Hybridizing pure MPI applications with tasks - new guide
In this Best Practice Guide for parallel application developers we introduce how to develop hybrid applications using the MPI version as the starting point. The idea is then to incorporate a task-based programming model such as OpenMP Tasking. Among all the techniques presented in the guide, we also include the use of features that are not yet implemented in these two programming models, so we will use the OmpSs-2 model that already incorporates them as a representative for the task-based runtime system, and an MPI interposition library, that will simulate the implementation of the required services in MPI.
The content of this document is the result of the synthesis of several publications that have been presented in the context of the INTERTWinE project. In a first publication we present the TAMPI interposition library (Task Aware MPI), a library that allows the insertion of task scheduling/switching points in the communication services of the MPI library.

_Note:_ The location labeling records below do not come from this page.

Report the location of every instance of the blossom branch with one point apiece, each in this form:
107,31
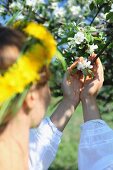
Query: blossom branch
99,9
103,49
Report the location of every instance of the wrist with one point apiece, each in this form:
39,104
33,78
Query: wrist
88,97
71,101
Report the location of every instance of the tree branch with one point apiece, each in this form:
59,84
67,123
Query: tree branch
99,9
103,49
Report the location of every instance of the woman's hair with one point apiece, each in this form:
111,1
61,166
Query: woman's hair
10,37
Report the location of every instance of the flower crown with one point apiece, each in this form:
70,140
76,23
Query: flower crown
41,48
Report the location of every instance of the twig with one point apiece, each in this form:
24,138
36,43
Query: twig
99,9
103,49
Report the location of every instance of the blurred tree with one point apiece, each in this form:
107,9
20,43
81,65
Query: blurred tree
81,27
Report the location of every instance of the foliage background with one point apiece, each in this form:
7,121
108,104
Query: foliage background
65,18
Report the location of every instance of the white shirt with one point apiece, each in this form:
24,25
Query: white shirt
96,146
44,142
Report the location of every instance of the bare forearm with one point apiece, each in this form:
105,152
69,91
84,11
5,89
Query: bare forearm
90,108
63,113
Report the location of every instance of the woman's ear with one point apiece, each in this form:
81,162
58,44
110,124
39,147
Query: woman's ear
30,100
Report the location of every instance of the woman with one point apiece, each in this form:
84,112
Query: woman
25,96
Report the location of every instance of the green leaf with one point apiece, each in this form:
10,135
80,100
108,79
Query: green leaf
99,2
4,107
92,6
61,58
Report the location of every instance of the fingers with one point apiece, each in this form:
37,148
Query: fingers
75,63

These points will allow applications to exploit the ability of runtime systems to start the execution of another task while carrying out a sending/receiving service. By being able to keep busy all the working threads with the execution of another task, the communication and computation overlap technique can be implemented by the mere fact of annotating the code that computes the result of a given operation and the code that receives and sends the inputs or results, respectively, with a considerable performance improvement.

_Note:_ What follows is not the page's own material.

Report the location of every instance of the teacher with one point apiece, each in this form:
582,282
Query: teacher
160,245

The second publication that we present in this best practice guide is a new methodology approach of parallel decomposition: the Hierarchical Domain Over-decomposition using Tasks (HDOT). This system tries to mimic the parallel decomposition that occurs through the MPI programming model using the tasking model provided by the task-based runtime system. For programmers of pure MPI applications, this decomposition should be much simpler and, by following the same pattern as the first level parallelization, it will allow a better matching of the different phases that compose the algorithm.

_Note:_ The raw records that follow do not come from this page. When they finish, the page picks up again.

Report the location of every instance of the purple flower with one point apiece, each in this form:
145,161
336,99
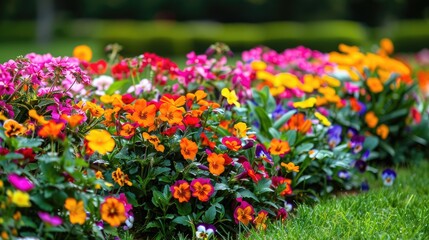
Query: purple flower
20,183
51,220
388,176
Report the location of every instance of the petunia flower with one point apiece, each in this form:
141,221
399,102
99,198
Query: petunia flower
20,183
51,220
388,176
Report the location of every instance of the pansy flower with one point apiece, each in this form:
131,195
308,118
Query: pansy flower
261,153
181,191
388,176
202,189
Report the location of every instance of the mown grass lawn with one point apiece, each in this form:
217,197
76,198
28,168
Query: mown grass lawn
397,212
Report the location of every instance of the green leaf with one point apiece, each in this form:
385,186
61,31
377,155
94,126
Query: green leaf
210,215
283,119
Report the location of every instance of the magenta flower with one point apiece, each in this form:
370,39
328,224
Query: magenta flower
51,220
20,183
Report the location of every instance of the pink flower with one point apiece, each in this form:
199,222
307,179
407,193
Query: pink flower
20,183
51,220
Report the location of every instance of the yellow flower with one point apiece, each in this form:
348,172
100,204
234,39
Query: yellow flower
100,140
82,52
322,119
290,167
19,198
230,96
306,103
382,131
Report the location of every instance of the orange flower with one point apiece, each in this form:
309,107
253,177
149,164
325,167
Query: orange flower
382,131
181,190
82,52
51,129
279,147
113,211
374,85
100,140
13,128
144,114
216,163
299,123
371,119
120,178
188,149
155,141
127,131
202,189
73,120
170,114
76,210
290,167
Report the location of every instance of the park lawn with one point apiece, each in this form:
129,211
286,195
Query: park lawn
397,212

This Best Practice Guide describes the main paradigms of HPC application programming in cluster-based systems, including their main advantages and disadvantages; we then develop the algorithm methodology that mimics the behavior of parallel decomposition carried out by MPI (i.e., the Hierarchical Domain Over-decomposition with Tasking), and finally we show the use of the interposition library that allows a greater interaction between the message passing library and the task-based runtime system.
This Best Practice Guide also aims to be a complement to the guides previously published by INTERTWinE on hybrid programming based on the Message Passing Library (Best Practice Guide to Hybrid MPI + OpenMP Programming; Best Practice Guide for Writing MPI + OmpSs Interoperable Programs).